In November 2011, I was in my first year working as the Web Director for KNOM Radio in Nome, Alaska, when a massive autumn storm battered the Bering Sea coastline and sent back south an ocean tanker bringing vitally needed fuel to town.
Before a second delivery attempt could be made, winter arrived in the sub-Arctic, and the ocean, as it always does, froze over. The fuel delivery was no longer possible — at least, not by traditional means. It took a Coast Guard icebreaker, the Healy, and the Russian tanker Renda, working together, to bring the fuel to ice-locked Nome a few months later.
And while the story made national headlines, poor traveling conditions meant that few journalists from Anchorage or the Lower 48 were in Nome when the lights of the two icebreakers first pierced the inky dark of our Bering Sea horizon.
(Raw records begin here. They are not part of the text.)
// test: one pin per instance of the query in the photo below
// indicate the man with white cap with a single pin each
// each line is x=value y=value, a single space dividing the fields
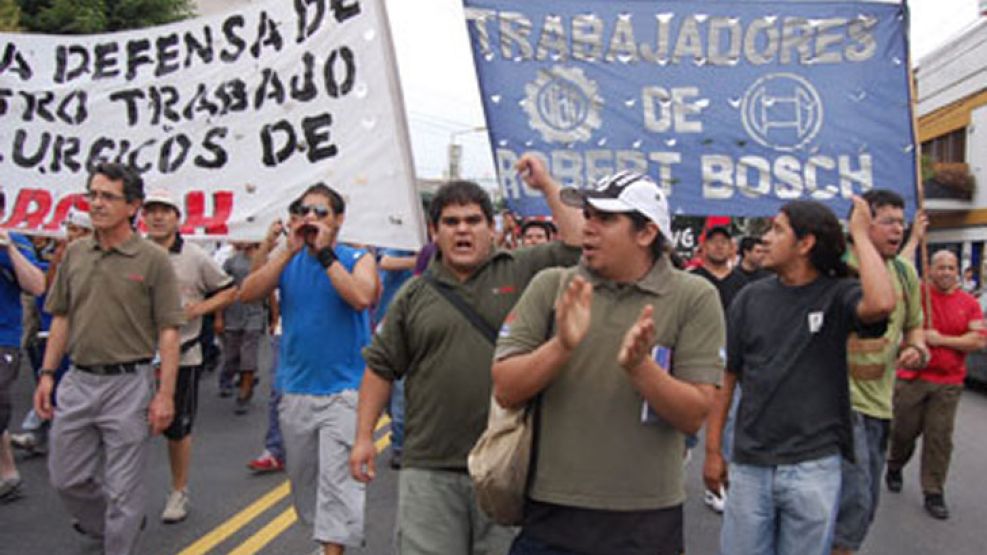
x=114 y=302
x=613 y=409
x=205 y=288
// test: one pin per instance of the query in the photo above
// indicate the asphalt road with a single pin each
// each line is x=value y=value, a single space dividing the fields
x=236 y=512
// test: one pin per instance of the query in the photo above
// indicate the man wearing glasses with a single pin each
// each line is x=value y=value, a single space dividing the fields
x=325 y=289
x=115 y=301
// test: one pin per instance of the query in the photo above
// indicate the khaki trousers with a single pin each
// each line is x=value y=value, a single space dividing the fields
x=926 y=409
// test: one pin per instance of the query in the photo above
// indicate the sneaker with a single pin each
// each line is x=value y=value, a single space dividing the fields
x=29 y=443
x=10 y=489
x=715 y=501
x=935 y=505
x=266 y=463
x=893 y=480
x=176 y=507
x=91 y=535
KNOM’s radio newscasts were paired, online, with images of the Healy and Renda making their historic journey, cutting through the frozen ocean. When they finally made it within a quarter-mile of the shore, I accompanied a KNOM reporter out onto the sea ice and, several minutes later, became one of the only photojournalists in the United States to step aboard the Renda.
I became one of the only photojournalists in the United States to step aboard the Renda.
Almost no one spoke English, so the portraits I posted on KNOM’s Facebook profile later that night of the crew had been facilitated through handshakes and smiles and simple gestures of gratitude. Through digital media, thousands of people shared in it.
People who would have otherwise only heard our story on the fuel delivery got to go one step further: they walked on the Renda’s ice-battered decks with us, met its captain face-to-face, and saw a rare sight: the skyline of a rural Alaska town as viewed from atop the frozen ocean.